Postfix conditionals and language design
So I'm reading some Perl code. I usually stay away from Perl as much as I can, but I'm trying to figure out some undocumented behavior of the MusicBrainz RDF server so I have to UTSL. Anyway, I get to this line:
return ("No artist name or artist id given.", $data, 0, undef)and I get confused, because I saw the artist ID check but not the artist name check. So I start reading backwards to see if I missed something; maybe the artist name check happened in some non-obvious function call? I go skimming through various other files to see if some other code is filling in the artist ID or something. Eventually, I give up and come back to that line, and I notice that the next line is:
if ($data->{artist} eq '');and I smack my head.
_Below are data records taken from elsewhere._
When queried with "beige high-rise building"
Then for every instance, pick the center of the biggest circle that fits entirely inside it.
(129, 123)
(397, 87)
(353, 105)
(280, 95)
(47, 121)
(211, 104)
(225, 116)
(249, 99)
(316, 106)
I'm willing to chalk this up to bad style (and I hope people would agree this is bad style), but now I'm wondering: when is it ever good style to put the conditional guard after the code it's guarding? Or, more generally, when is it ever good style for the order of code (in the same basic block) to be the opposite of the order of execution?
no subject
As for the perl fragment in question, the camel book actually talks about when it's good style or not. However, it's at work and I'm at home. I think it's something like "put the important clause first"
As for my weapon of choice, when I'm not being paid, it's almost surely Ocaml. It's mostly functional, has a powerful, terse syntax and has a really good native code compiler.